In known high-frequency filters, the desired zeroes in the filter's frequency response are realized by means of link chains. To adjust the coupling, specially designed coupling elements are needed. The couplings required for achieving the desired response may be capacitive or inductive in nature or they may have both capacitive and inductive characteristics. A disadvantage of the link chain is that when a portion of the chain is adjusted, the adjustment tends to have a considerable effect on inter-circuit couplings as well as on the frequency, bandwidth and other characteristics of the circuits. Therefore, it is very difficult to set the specifications for the link chain. Because of the nature of the coupling and the construction of the filter the electrical implementation and mechanical construction of the coupling elements are unique in each individual case and therefore the coupling elements are expensive and laborious to manufacture. In addition, the assembly process is hard to automate.

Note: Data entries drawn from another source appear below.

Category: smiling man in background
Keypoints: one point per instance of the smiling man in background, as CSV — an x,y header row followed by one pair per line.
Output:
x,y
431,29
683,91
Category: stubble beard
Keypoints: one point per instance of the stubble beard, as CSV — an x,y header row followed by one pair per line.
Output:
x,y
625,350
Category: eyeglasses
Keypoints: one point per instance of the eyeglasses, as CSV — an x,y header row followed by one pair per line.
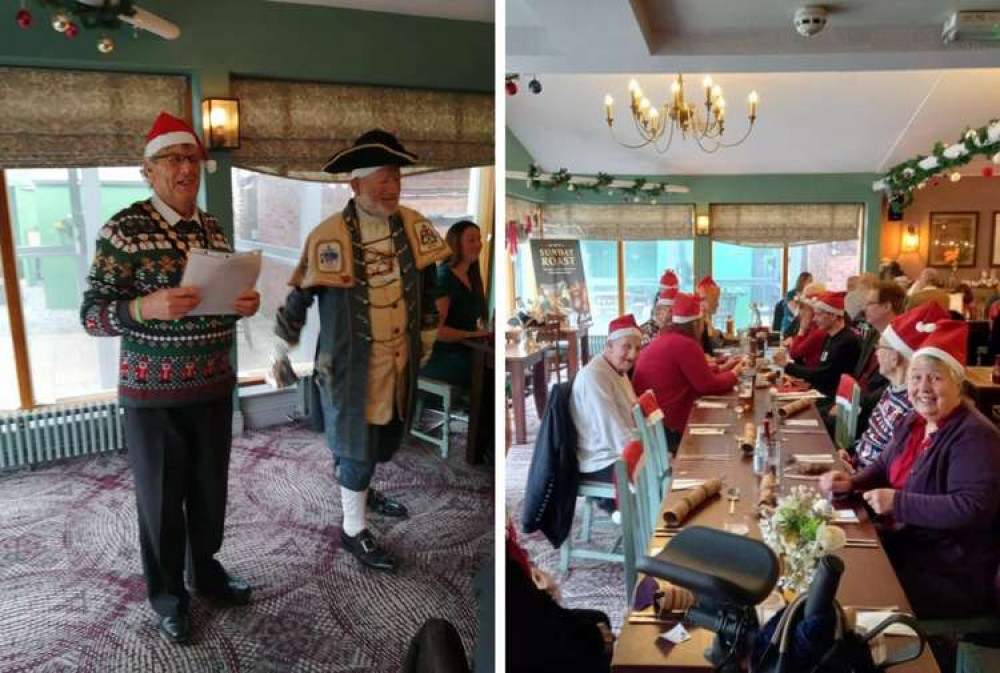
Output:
x,y
177,160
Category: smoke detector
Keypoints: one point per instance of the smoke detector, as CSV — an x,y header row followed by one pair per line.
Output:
x,y
810,20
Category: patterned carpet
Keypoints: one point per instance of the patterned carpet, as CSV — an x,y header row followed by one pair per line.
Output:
x,y
72,596
588,584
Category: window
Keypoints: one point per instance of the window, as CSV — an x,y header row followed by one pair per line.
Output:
x,y
830,263
746,275
600,267
275,215
9,398
56,215
645,262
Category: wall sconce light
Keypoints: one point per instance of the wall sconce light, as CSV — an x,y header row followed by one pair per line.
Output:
x,y
911,239
220,118
702,225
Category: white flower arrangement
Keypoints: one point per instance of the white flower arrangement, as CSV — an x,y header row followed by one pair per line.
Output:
x,y
800,533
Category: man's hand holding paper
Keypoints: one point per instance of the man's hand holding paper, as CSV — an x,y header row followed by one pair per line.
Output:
x,y
225,282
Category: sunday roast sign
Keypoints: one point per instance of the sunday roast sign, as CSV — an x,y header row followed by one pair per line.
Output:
x,y
559,276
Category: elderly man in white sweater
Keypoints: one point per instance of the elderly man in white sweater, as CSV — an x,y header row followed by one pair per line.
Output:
x,y
602,401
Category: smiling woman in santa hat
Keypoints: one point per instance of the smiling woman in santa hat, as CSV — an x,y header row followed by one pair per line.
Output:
x,y
673,366
935,485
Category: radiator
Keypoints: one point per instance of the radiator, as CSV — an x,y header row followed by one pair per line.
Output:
x,y
46,434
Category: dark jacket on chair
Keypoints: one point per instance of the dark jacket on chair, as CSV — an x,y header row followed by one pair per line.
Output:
x,y
550,495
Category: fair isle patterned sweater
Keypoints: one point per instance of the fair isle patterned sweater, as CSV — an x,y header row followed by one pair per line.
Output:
x,y
163,362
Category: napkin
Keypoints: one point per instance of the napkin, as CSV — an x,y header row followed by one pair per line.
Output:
x,y
678,511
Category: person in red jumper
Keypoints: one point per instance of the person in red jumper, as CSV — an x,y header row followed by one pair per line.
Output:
x,y
673,366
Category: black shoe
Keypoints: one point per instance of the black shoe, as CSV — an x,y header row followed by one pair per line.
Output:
x,y
233,591
384,505
176,630
367,550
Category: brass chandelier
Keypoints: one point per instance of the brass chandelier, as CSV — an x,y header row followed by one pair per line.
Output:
x,y
656,126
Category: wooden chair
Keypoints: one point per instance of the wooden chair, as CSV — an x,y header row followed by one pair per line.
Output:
x,y
848,403
549,333
449,395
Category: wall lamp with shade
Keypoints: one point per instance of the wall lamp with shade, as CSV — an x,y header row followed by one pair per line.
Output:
x,y
220,118
702,225
911,239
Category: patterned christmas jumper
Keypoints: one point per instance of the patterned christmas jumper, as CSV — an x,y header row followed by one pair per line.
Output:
x,y
163,362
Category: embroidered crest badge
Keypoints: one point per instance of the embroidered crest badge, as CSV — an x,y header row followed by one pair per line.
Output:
x,y
330,256
427,237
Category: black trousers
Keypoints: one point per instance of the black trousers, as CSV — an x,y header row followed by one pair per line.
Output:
x,y
180,462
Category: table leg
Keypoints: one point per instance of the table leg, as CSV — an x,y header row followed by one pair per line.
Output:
x,y
517,399
540,383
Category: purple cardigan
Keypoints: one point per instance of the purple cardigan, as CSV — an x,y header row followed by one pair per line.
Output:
x,y
946,545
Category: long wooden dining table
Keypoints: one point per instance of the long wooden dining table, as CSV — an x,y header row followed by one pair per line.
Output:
x,y
868,581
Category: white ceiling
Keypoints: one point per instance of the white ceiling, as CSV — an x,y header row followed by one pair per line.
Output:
x,y
462,10
876,87
814,122
592,36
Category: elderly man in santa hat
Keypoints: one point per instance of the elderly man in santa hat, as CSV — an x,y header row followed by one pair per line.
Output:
x,y
841,348
709,292
602,400
175,377
372,269
660,317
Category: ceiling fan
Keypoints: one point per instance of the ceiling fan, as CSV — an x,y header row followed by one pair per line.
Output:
x,y
141,19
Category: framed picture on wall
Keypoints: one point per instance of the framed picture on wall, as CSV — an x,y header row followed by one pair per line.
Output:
x,y
953,239
995,240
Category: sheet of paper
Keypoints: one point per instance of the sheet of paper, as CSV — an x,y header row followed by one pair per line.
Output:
x,y
676,635
220,278
869,620
685,484
815,458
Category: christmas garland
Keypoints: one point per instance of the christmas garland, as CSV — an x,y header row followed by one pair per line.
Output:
x,y
901,181
105,15
563,178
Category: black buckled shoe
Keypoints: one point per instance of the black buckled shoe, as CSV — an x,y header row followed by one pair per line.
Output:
x,y
176,630
233,591
367,550
382,504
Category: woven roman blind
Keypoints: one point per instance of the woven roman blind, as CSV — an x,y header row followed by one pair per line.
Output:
x,y
81,119
626,221
778,224
292,128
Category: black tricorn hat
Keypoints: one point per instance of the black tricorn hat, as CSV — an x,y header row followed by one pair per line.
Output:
x,y
373,148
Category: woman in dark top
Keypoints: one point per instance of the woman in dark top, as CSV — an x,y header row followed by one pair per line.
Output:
x,y
461,304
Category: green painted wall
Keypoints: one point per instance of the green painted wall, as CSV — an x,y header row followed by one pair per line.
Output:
x,y
709,189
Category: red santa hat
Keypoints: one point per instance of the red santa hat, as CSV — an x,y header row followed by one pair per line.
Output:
x,y
170,130
706,284
949,343
687,308
668,281
667,297
831,302
623,326
908,332
650,407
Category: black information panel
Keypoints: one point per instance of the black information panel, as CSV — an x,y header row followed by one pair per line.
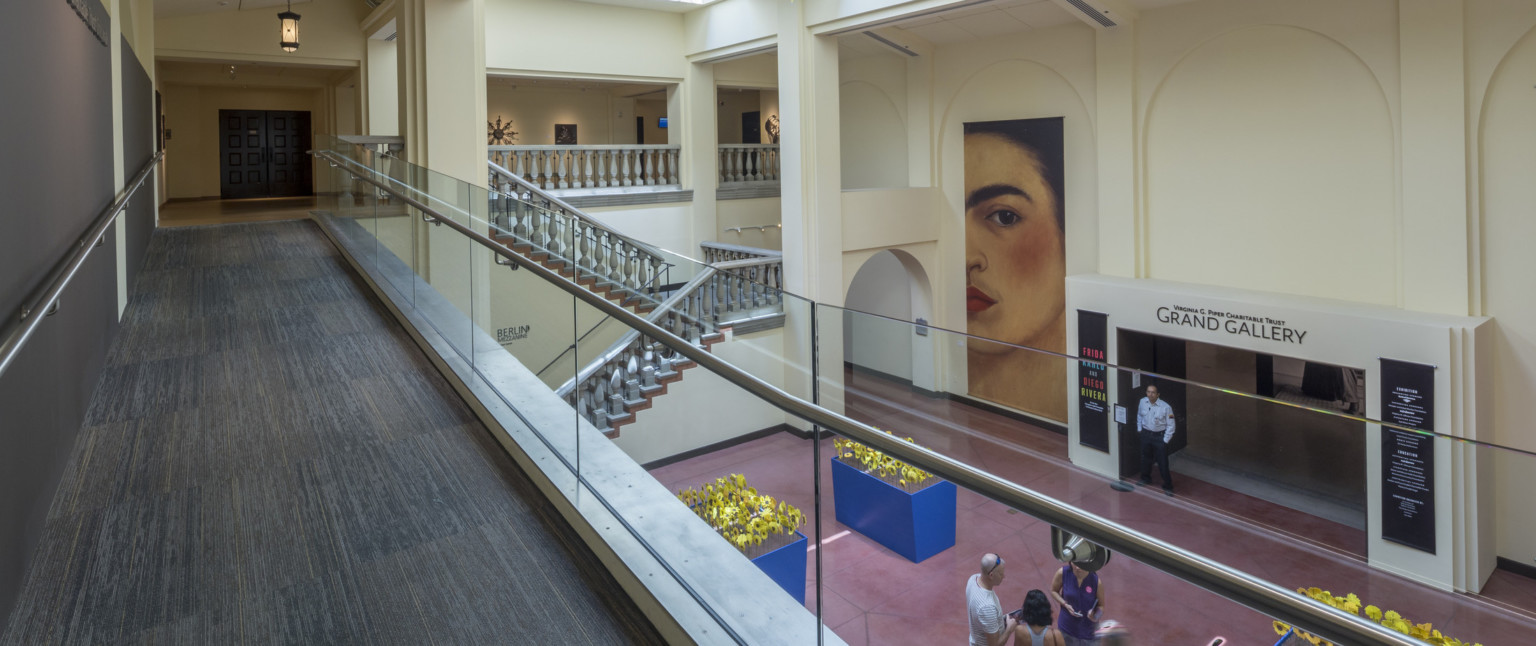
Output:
x,y
1092,396
1407,459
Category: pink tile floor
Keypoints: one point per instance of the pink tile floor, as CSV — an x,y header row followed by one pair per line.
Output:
x,y
871,596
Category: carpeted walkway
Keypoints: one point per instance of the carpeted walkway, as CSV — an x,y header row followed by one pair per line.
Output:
x,y
269,459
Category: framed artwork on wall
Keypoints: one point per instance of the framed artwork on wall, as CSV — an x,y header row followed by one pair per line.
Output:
x,y
564,134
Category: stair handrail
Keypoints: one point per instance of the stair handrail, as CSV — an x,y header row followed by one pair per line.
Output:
x,y
1243,588
628,336
45,298
572,210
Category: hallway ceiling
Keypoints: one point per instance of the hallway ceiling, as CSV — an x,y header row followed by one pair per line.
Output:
x,y
999,17
169,8
246,75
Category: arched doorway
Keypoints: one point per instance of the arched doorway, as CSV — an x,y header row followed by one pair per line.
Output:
x,y
885,296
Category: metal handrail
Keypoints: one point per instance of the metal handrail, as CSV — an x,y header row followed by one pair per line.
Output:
x,y
1257,594
573,212
45,299
624,341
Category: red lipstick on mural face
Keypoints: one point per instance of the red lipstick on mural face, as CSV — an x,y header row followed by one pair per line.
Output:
x,y
977,301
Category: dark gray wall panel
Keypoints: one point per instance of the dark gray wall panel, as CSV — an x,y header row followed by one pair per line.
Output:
x,y
56,126
139,146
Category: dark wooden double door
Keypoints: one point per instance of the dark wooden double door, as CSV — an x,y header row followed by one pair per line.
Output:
x,y
263,154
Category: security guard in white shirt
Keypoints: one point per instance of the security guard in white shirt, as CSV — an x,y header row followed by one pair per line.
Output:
x,y
1155,425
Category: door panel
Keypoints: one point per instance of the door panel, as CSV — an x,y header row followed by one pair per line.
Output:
x,y
243,171
288,135
261,154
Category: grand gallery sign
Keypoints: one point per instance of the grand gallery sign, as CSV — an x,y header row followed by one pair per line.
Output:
x,y
1231,323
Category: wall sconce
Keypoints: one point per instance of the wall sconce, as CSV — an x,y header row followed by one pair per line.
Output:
x,y
289,23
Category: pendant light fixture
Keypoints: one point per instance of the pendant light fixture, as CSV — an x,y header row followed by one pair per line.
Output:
x,y
289,22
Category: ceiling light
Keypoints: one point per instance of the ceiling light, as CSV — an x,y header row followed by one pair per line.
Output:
x,y
288,22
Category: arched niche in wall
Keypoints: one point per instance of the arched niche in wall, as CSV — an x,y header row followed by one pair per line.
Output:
x,y
1506,195
873,138
1269,164
887,293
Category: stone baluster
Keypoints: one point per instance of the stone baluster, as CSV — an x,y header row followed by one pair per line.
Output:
x,y
647,364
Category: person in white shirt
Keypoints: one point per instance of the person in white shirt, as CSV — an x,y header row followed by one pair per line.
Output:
x,y
1155,430
989,626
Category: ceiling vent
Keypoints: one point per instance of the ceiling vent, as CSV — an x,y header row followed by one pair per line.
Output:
x,y
1092,13
891,43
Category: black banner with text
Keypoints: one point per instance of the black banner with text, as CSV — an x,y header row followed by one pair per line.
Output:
x,y
1407,459
1092,396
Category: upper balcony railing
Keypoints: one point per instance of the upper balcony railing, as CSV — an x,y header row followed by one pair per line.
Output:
x,y
748,164
613,166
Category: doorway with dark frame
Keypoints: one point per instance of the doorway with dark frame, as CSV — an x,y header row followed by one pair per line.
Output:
x,y
263,154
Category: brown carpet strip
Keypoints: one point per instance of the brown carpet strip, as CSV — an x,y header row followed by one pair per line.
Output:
x,y
271,459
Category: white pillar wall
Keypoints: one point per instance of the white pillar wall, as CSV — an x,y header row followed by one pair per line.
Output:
x,y
690,111
383,88
811,192
441,60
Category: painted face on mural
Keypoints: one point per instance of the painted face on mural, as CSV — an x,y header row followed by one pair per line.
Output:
x,y
1014,244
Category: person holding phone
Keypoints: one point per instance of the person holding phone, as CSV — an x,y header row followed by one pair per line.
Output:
x,y
1034,622
1082,597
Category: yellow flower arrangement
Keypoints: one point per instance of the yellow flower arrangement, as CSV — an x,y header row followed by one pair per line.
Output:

U.S. Pat. No. 5,608,363 discloses different coupling methods in a filter construction which comprises at least two parallel resonator rows. The frequency response zeroes in the filter are realized by means of coupling elements attached to the walls between the resonator cavities. Disadvantages of the coupling elements described in the patent include the need for an economical and reliable attachment method for the necessary insulating material and the coupling element proper.